The site for the Eveleigh railway yards was chosen in 1875, resumed in 1878 and the compensation price settled in 1880. Approximately 100,000 pounds was paid for 64.5 acres of land. Clearance began two years later. Much work went into the design and construction of the buildings because of the sandy nature of the soil. The workshops were set up on both the north and the south sides of the main western and southern railway lines. The Engine Running Shed, now demolished, was the first building completed. The yards continued to grow and expand, and functions were continually changing. In later years workshops at Chullora in 1937 and later Clyde took over aspects of work formerly performed at Eveleigh and functions were rearranged accordingly. Re-organisation and attempts at modernisation in the 1970s came too late. Too much of the machinery was suited only to the steam locomotive era. Buildings containing old equipment, machinery which had become progressively inappropriate to a modern transport era saw the yards decline gradually until their closure in 1988.
Air Raid Shelters: These are scattered along the existing rail corridor, generally located along embankments or cuttings. There are numerous collections of machinery within the buildings on the site, including equipment adjacent to the Locomotive Workshops, and machinery inside the buildings. In 1991 the NSW Government announced the creation of a technology park at Eveleigh in association with the University of NSW, the University of Sydney and the University of Technology. Decontamination works were carried out to cleared areas of the site progressively. In 1994 Paddy s Markets returned to Haymarket. City West Development Corporation took ownership of the Locomotive Workshops, bays 1-15, in addition to the New Locomotive Shed and the Manager s Office.
Locomotive Workshop: The external walls are of sandstock brickwork laid in English bond with arched window and door openings picked out in white bricks. The pediments have circular vents filled with louvres. The brickwork is modulated into bays forming piers which strengthen the walls. Externally, brick walls feature sandstone cornices, parapets, sills and base courses.

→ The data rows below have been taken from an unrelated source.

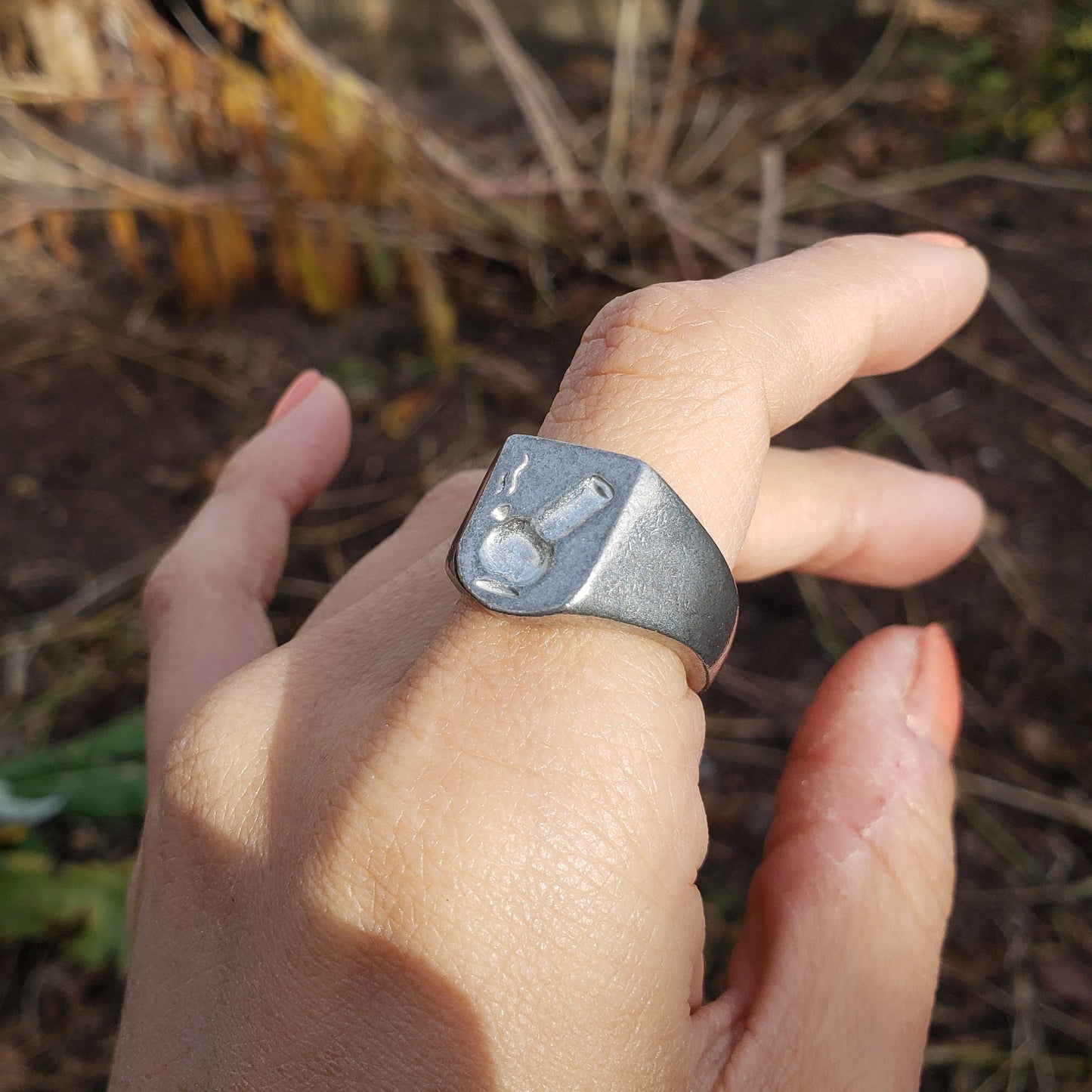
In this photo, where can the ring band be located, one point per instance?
(558, 529)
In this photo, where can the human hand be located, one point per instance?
(425, 846)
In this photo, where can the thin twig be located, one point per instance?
(542, 106)
(1072, 812)
(333, 533)
(1025, 319)
(623, 91)
(1007, 373)
(996, 554)
(772, 203)
(670, 112)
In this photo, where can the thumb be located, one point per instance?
(832, 982)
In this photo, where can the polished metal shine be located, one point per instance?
(558, 529)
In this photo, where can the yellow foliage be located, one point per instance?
(302, 152)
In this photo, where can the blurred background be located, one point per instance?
(427, 201)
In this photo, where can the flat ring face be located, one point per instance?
(562, 529)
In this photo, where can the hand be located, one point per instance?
(424, 846)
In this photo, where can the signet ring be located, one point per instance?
(558, 529)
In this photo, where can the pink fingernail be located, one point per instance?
(933, 704)
(295, 393)
(939, 240)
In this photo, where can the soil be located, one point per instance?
(117, 407)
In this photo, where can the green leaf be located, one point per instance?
(88, 900)
(120, 739)
(116, 790)
(20, 809)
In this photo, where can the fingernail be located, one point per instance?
(933, 704)
(939, 240)
(295, 393)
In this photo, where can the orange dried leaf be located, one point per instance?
(233, 248)
(193, 260)
(341, 260)
(125, 235)
(437, 314)
(283, 240)
(382, 262)
(63, 45)
(26, 237)
(314, 283)
(57, 227)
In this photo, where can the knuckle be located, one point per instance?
(161, 598)
(456, 488)
(669, 342)
(633, 330)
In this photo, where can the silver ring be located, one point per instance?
(558, 529)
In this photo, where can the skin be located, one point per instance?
(422, 846)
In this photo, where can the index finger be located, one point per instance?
(696, 377)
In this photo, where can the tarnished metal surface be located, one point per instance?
(561, 529)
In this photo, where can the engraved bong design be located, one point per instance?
(519, 552)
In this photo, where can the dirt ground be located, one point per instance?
(117, 407)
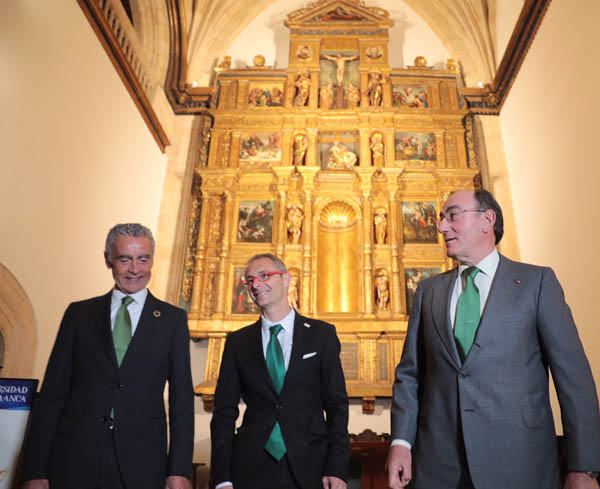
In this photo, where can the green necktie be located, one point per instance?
(467, 313)
(276, 365)
(122, 329)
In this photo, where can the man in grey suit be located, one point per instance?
(471, 406)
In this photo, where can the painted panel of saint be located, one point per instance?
(412, 277)
(255, 221)
(418, 222)
(240, 300)
(265, 95)
(260, 147)
(414, 146)
(410, 97)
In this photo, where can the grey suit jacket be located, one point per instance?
(499, 397)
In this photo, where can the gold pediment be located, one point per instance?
(338, 12)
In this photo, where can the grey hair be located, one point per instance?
(279, 265)
(132, 229)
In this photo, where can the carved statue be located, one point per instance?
(380, 222)
(375, 88)
(293, 292)
(352, 96)
(326, 95)
(302, 89)
(293, 221)
(382, 292)
(340, 156)
(340, 61)
(377, 149)
(299, 148)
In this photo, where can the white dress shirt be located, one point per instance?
(483, 281)
(285, 336)
(134, 309)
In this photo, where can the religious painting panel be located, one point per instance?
(410, 96)
(256, 147)
(419, 222)
(339, 79)
(415, 146)
(265, 94)
(338, 150)
(255, 221)
(412, 277)
(241, 303)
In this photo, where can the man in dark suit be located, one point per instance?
(100, 422)
(471, 405)
(287, 369)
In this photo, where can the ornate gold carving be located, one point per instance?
(326, 187)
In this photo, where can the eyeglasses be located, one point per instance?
(452, 216)
(261, 277)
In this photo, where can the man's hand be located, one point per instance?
(178, 482)
(37, 484)
(330, 482)
(399, 467)
(580, 480)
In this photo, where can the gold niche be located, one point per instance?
(338, 164)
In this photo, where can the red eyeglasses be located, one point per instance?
(261, 277)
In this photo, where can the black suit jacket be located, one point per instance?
(314, 384)
(70, 429)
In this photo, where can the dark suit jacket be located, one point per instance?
(499, 396)
(315, 446)
(70, 423)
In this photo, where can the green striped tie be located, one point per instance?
(122, 329)
(276, 365)
(467, 313)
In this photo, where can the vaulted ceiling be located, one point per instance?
(465, 27)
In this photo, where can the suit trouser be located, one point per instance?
(110, 473)
(275, 475)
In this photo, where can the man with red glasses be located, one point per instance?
(287, 370)
(471, 405)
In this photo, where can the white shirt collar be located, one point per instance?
(488, 265)
(287, 322)
(139, 297)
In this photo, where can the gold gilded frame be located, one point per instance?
(373, 326)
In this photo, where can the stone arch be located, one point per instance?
(17, 326)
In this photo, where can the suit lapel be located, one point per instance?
(256, 353)
(503, 294)
(300, 339)
(101, 320)
(440, 305)
(149, 319)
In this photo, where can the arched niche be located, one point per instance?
(338, 264)
(17, 327)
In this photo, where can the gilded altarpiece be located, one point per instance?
(338, 164)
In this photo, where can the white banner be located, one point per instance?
(16, 396)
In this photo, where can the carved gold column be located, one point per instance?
(313, 98)
(395, 248)
(365, 148)
(223, 255)
(311, 152)
(234, 152)
(197, 295)
(368, 258)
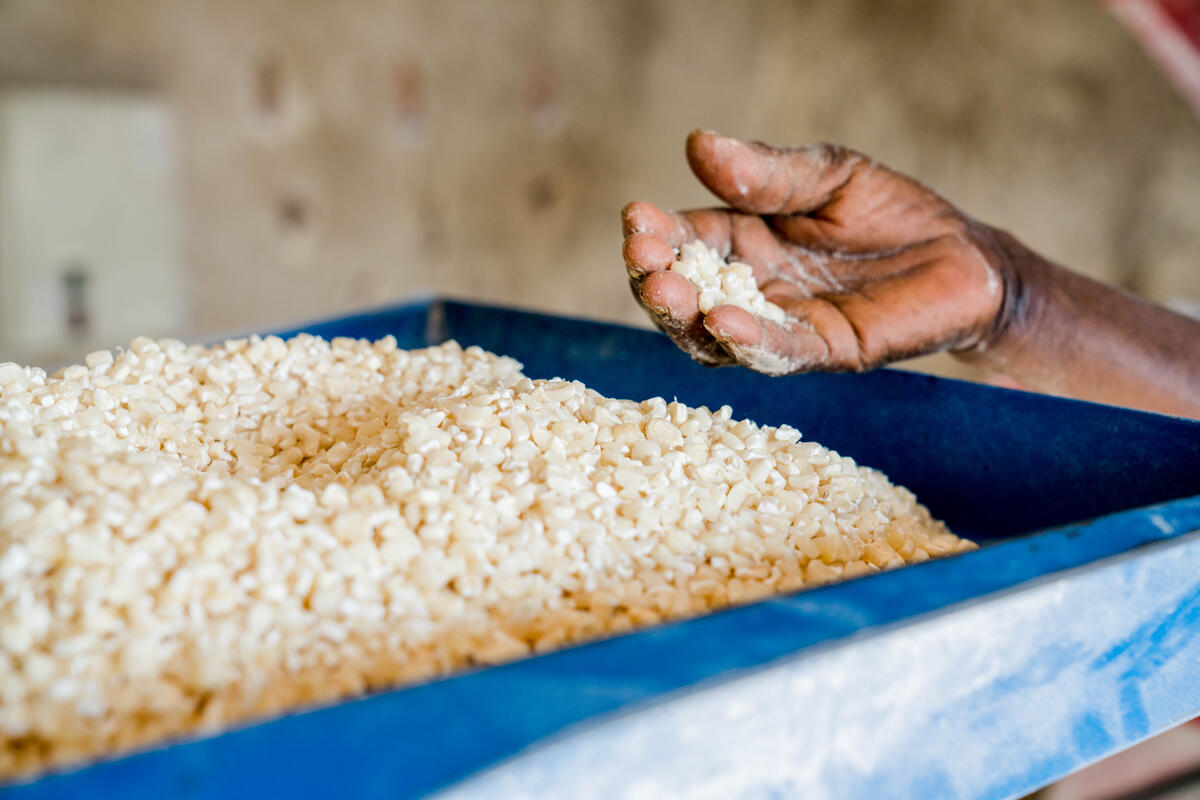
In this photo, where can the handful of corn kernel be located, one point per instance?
(193, 536)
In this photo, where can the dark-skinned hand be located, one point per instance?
(869, 265)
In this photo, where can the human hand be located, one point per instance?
(870, 265)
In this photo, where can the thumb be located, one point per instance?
(756, 178)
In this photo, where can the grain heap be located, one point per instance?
(192, 536)
(720, 283)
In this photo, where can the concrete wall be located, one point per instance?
(337, 155)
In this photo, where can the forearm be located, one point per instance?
(1065, 334)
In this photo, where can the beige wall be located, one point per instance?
(543, 119)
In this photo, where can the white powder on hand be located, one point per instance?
(724, 284)
(196, 536)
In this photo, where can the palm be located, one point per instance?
(870, 265)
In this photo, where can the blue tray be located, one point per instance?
(982, 675)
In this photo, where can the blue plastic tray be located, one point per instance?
(982, 675)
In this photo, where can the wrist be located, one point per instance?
(1021, 274)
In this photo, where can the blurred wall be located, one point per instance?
(337, 155)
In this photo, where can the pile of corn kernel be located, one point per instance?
(720, 283)
(193, 536)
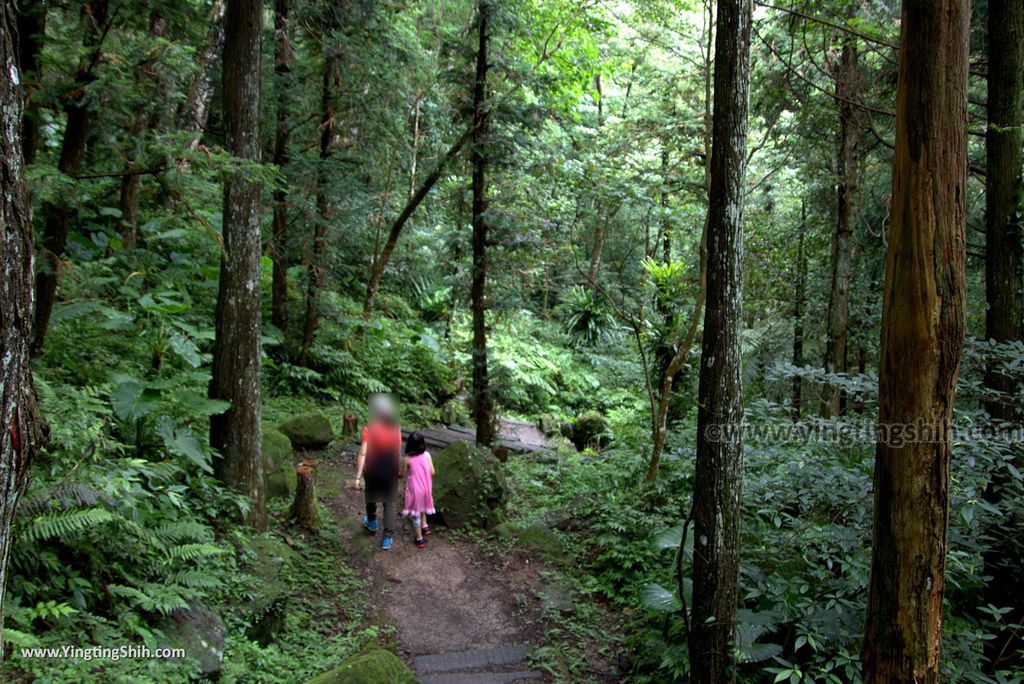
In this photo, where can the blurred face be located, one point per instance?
(383, 407)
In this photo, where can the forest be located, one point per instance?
(712, 312)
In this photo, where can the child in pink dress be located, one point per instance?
(419, 485)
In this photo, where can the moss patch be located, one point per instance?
(310, 430)
(376, 667)
(469, 486)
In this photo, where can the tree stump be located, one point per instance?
(303, 511)
(350, 425)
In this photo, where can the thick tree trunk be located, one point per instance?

The stone generally extends the full depth of the wall. Along the south side of the building are a series of annexes of varying dates of construction. Along the south of the building are two sets of tracks and several associated turntables. To the east in the space between the Loco Shop and the new Loco Shed a track lays parallel to the building, sections of which are now exposed. The locomotive workshop was closed in 1988, at which time the main rail workshops were moved to Enfield.
Carriage Workshops: The construction of these workshops are essentially the same as the Locomotive Workshops.
Paint Shop: A large single storey building containing 8 roads in the brick section and 5 roads in the adjacent metal clad section. Each road is separated by a single row of cast iron columns which support the saw tooth south light roof.
Turntable and Workshop: This is located west of the Large Erecting Shop. A section of the old workshops, which faces onto Wilson Street, has recently been converted into a large theatre space. Numerous advertisements and television programs including MasterChef Australia, So You Think You Can Dance and the auditions of Australian Idol, have been filmed there.
Australian Technology Park occupies the site of the former Eveleigh railway yards. It is the home of a growing community of researchers, entrepreneurs, incubator businesses, start-ups, mature technology companies and education organisations.